◆大平(おおびら)

※ この地図は、地理調査所発行の1/50,000地形図「須佐」(昭和22)を使用したものである
所在:阿武町福田上(ふくだかみ)
地形図:長門新市/須佐
形態:谷沿いに家屋が少数集まる?
標高:約370m
訪問:2015年8月
大字福田上の南東部。田万(たま)川支流の金谷川最上流部に位置している。
下流側の弥富下(やどみしも)・上流側の福田上、いずれの方面からも道が通じているが、訪問は福田上側より。地図上での道は破線となっているが、実際は車輛も通行可。現地では何かの廃屋と屋敷跡と思われる平坦地(いずれも最近の地図で建物として記載)、谷に沿った農地跡のほか、石仏群(写真5)や神社(写真6)が見られた。神社には電気も引かれ、定期的に管理がなされていることが窺える。境内には別に小さな社があり、脇に置かれた牛の像が特徴的(写真7)。
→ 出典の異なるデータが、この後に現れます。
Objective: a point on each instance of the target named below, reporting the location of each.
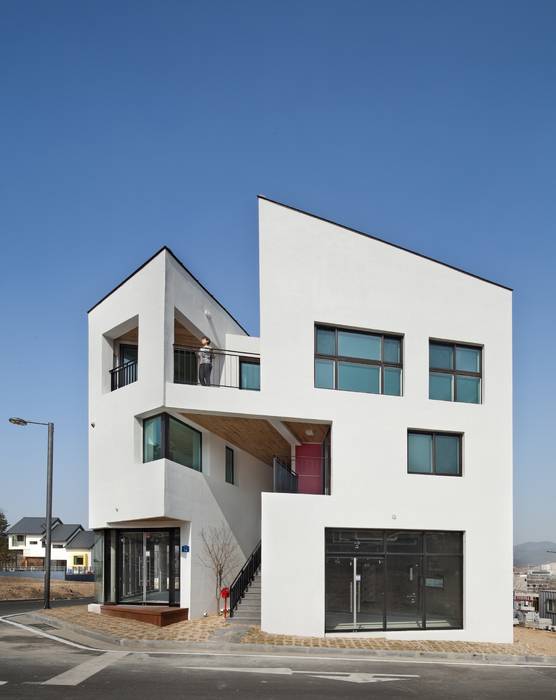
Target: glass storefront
(393, 580)
(138, 566)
後日福田地区の元住民よりいただいた情報によると、当地の児童・生徒は萩市弥富地区へ越境通学していたとのことです。また集落の読みも判明しました。さらに町広報誌「広報あぶ」に掲載された神社(大平恵美須神社)の由来(※)の記事を提供していただきました。この場を借りてお礼申し上げます(2016年4月追記)。
※ 概要は次のとおり。
その昔、福田やその周辺の村々では牛馬の疫病が蔓延していた。新六という者が代表となり平癒を祈願し続けたところ、疫病は終熄する。新六は感謝を表すため「年籠り」(大晦日の夜からに宮に籠り、祈りを捧げる)を毎年行った。1645年の年籠りの際、摂州西之宮恵美須の大神より「三太郎という名を与える。これからも益々神事に励め」とのお告げがあり、新六は三太郎と改名。その年のうちに当地に摂州より恵美須大神を勧請し、社を建てて祀るようになった。